Basset hounds and corgis share same ancestor


An article in the Telegraph stated the study is due to be published in the journal Science where scientists studied DNA from 835 dogs, 95 of which had short legs.

This new scientific discovery gives clues about the basic of evolution and how species have different physical attributes. It is hope it may even lead to new discoveries and understanding of diseases such as cancer and human dwarfism.

Reportedly, in short legged dog breeds, the growth of their limb bones is stunted thanks to the calcification of growth plates, meaning they have a long body and yet short legs with the bow-legged, curved appearance that their dog breeders admire.

This particular trait is not the same as when a dog is simply small naturally, as is the case with a toy poodle, and is known as chrondodysplasia or disproportional dwarfism.

From the study, there were over 40,000 markers studied from the DNA and all the short-legged breeds like the Basset, corgi and daschund had a unique variant in their genes.
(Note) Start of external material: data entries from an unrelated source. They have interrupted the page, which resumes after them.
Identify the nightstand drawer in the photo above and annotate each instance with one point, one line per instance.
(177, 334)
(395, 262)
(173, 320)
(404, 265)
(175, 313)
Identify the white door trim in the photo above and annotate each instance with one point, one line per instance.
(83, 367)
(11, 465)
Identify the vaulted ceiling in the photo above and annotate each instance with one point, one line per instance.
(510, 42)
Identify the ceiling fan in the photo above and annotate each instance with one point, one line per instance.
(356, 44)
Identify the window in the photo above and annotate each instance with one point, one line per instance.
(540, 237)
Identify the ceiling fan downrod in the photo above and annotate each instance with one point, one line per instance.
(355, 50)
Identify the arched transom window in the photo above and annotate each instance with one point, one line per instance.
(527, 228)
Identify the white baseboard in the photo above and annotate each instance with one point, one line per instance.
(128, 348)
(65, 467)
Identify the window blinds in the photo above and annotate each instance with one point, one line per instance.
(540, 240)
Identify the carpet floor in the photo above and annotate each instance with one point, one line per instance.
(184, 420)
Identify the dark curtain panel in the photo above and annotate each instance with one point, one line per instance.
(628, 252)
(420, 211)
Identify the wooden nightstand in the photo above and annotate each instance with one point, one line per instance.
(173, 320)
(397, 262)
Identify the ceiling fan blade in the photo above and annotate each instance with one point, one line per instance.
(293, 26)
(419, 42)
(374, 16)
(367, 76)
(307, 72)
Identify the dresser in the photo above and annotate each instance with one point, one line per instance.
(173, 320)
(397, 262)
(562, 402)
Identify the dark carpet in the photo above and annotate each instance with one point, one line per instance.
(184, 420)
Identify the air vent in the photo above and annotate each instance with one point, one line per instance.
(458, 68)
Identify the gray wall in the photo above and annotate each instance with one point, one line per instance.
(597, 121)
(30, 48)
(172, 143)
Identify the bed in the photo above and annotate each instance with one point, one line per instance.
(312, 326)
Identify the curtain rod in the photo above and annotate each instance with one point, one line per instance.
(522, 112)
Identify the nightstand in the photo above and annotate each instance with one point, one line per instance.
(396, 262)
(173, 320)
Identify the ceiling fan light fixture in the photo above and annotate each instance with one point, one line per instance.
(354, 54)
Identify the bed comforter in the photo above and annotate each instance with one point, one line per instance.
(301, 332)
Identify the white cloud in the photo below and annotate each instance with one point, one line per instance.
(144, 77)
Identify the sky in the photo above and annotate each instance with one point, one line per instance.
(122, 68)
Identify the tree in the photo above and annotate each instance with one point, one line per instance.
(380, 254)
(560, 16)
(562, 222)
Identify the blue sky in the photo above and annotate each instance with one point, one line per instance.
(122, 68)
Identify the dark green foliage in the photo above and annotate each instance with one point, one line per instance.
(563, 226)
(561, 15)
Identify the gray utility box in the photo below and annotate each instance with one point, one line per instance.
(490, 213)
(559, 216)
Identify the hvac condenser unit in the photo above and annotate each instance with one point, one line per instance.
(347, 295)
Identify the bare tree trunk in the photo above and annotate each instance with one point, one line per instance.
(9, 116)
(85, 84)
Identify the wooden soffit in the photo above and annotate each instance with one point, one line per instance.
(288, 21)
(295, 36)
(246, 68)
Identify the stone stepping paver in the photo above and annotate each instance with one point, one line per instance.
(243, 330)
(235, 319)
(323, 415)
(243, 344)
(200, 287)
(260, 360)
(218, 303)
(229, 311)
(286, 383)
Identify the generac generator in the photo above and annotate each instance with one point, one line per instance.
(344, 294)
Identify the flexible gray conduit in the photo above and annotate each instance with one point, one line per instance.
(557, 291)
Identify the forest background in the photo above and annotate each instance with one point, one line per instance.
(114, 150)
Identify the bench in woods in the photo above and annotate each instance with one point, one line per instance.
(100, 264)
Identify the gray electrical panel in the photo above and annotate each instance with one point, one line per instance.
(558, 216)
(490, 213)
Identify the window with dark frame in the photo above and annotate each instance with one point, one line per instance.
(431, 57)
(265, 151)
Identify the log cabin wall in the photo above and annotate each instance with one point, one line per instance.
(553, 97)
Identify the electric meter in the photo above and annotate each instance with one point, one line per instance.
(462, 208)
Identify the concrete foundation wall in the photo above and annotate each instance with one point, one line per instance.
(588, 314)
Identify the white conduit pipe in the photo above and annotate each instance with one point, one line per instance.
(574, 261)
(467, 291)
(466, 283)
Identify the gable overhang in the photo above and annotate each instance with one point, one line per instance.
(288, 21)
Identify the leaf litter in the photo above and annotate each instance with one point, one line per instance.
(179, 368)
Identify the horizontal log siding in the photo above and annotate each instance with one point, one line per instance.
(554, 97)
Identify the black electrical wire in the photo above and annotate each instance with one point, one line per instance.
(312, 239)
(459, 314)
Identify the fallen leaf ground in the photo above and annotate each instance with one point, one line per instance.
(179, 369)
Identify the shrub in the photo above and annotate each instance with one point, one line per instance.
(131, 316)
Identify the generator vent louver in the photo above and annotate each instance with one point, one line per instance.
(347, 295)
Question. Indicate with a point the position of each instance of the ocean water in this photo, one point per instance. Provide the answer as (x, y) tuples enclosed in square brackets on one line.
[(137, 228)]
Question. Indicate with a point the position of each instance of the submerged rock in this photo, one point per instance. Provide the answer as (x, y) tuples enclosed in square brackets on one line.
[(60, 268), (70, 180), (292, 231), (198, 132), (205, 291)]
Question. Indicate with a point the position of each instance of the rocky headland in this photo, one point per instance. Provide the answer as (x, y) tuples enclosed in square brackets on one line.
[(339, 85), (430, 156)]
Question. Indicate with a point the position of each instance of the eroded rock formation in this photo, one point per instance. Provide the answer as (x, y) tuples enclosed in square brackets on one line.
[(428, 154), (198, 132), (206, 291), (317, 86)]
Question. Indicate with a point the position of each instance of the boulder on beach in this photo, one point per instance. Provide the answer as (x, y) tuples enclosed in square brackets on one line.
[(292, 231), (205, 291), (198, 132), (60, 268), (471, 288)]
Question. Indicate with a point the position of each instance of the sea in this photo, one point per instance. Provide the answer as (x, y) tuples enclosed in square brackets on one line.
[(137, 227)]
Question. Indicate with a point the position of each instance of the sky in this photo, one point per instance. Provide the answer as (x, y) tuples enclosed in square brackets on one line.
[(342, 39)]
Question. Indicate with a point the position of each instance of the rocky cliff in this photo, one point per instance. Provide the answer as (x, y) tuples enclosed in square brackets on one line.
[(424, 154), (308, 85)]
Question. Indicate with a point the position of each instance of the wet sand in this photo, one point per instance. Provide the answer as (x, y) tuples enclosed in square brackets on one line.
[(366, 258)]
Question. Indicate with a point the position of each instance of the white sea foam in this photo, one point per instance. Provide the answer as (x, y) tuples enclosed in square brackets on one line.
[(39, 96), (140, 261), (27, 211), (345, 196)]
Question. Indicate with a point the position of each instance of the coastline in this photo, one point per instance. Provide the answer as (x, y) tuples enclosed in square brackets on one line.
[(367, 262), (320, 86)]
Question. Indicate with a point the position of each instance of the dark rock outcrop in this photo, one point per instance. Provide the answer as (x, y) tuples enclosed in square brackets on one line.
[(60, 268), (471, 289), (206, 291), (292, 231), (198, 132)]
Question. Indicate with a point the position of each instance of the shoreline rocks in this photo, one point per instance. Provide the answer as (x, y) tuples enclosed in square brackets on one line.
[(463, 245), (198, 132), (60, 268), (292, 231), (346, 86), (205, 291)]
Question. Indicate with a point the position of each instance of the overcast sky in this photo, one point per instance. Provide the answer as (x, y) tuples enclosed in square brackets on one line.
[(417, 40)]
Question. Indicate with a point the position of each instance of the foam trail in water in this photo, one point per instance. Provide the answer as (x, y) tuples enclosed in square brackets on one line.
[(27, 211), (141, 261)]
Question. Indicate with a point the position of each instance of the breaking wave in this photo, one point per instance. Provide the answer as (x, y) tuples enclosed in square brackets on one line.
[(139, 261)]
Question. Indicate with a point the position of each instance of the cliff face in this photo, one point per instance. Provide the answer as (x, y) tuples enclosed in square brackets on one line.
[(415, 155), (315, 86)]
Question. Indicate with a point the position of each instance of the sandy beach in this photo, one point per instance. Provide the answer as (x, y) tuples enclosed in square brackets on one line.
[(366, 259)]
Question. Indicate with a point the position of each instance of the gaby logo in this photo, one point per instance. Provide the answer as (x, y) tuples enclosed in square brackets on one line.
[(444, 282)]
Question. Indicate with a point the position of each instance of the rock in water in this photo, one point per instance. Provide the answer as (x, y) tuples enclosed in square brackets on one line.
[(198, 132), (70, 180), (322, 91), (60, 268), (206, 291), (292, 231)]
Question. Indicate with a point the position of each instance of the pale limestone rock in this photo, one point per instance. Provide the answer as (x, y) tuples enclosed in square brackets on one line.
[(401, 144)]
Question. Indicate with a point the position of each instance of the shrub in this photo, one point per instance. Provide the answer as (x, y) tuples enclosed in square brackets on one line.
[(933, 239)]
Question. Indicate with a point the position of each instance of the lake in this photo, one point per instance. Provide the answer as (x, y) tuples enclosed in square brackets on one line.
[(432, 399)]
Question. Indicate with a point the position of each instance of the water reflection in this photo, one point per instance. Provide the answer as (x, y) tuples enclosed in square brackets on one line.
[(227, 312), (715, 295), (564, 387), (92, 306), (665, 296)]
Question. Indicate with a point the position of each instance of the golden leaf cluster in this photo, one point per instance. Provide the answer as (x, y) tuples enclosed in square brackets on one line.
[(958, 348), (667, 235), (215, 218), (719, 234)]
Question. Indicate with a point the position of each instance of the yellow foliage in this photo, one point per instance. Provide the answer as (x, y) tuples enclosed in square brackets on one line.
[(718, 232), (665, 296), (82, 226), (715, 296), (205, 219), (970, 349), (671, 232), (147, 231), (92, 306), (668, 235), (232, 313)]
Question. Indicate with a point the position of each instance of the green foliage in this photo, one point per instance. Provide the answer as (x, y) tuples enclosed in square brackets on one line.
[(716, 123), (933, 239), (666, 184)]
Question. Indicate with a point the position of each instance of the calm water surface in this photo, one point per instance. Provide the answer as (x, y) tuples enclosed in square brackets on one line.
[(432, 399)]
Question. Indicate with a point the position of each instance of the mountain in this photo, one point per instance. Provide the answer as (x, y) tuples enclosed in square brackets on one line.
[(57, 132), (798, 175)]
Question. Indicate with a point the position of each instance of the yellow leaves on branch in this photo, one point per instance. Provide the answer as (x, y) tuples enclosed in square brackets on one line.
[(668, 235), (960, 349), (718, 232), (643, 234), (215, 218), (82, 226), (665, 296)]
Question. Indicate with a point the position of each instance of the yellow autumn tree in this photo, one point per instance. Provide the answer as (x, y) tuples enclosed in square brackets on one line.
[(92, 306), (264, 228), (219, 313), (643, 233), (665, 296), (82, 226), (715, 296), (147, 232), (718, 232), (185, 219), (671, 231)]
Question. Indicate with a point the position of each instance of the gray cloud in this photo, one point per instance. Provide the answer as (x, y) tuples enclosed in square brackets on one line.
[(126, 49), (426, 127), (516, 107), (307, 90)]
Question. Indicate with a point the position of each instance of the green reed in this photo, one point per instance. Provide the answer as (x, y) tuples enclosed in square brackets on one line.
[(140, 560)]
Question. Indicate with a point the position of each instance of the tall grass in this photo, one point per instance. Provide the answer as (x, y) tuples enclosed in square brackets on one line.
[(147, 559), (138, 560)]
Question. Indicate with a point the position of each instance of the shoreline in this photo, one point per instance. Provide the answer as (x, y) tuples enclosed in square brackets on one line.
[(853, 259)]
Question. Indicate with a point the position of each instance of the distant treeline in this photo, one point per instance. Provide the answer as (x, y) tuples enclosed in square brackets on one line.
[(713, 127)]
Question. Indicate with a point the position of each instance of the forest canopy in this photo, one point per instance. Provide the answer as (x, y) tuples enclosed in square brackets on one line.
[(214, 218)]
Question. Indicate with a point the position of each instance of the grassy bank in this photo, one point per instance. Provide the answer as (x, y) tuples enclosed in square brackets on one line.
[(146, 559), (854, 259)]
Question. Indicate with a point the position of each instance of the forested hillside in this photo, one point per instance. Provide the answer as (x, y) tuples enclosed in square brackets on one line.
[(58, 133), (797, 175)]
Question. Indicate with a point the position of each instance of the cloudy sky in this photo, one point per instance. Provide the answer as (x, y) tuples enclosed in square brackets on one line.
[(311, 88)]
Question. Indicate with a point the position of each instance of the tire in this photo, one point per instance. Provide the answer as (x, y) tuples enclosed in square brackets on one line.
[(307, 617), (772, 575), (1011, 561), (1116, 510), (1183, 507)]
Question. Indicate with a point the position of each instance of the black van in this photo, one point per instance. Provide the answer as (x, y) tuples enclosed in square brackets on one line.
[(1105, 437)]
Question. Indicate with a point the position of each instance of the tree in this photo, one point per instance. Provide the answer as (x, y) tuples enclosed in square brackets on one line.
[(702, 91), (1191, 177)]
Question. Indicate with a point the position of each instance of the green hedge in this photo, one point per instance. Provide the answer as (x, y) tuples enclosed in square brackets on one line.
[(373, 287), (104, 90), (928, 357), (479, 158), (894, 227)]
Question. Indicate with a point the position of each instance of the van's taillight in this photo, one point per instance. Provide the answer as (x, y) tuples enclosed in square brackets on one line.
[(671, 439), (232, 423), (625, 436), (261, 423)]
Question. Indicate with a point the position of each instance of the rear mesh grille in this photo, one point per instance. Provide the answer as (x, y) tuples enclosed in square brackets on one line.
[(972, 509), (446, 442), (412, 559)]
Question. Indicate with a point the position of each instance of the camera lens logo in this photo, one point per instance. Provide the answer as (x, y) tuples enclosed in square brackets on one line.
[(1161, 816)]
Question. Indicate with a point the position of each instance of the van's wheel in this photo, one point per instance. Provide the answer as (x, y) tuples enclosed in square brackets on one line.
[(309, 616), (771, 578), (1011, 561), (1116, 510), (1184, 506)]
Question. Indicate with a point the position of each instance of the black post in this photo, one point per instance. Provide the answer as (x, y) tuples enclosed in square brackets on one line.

Unlike the other dog breeds, the short legged breeds have a ‘retrogene’. In their case, it was:

“an extra copy of a gene that controls a growth-promoting protein called fibroblast growth factor 4 (FGF4)”

This retrogene means that the FGF4 protein is over-produced. The scientists believe this might cause particular growth receptors to ‘turn on’ at the wrong time during the development of the foetus.

As mentioned on a BBC documentary last August (see Martin Clunes: A Man and his Dogs), every dog today descended from the same ancestors as domestic dogs were bred from wolves. Using computer analysis, the National Human Genome Reasearch Institute team calculated that all dogs with this particular gene variant can be traced to a mutation in a shared ancestor’s genes.

Lead researcher on the project Dr Elaine Ostrander said:

“Every species, including canine and human, carries an amazing record of evolution scripted genomes that can teach us about the mechanisms at work in biology, as well as about human health and disease.”

Colleague Dr Hedi Parker said: “Our findings suggest retrogenes play a larger role in evolution than has been previously thought, especially as a source of diversity within species. We were surprised to find that just one retrogene inserted at one point during the evolution of a species could yield such a dramatic physical trait has been conserved over time.”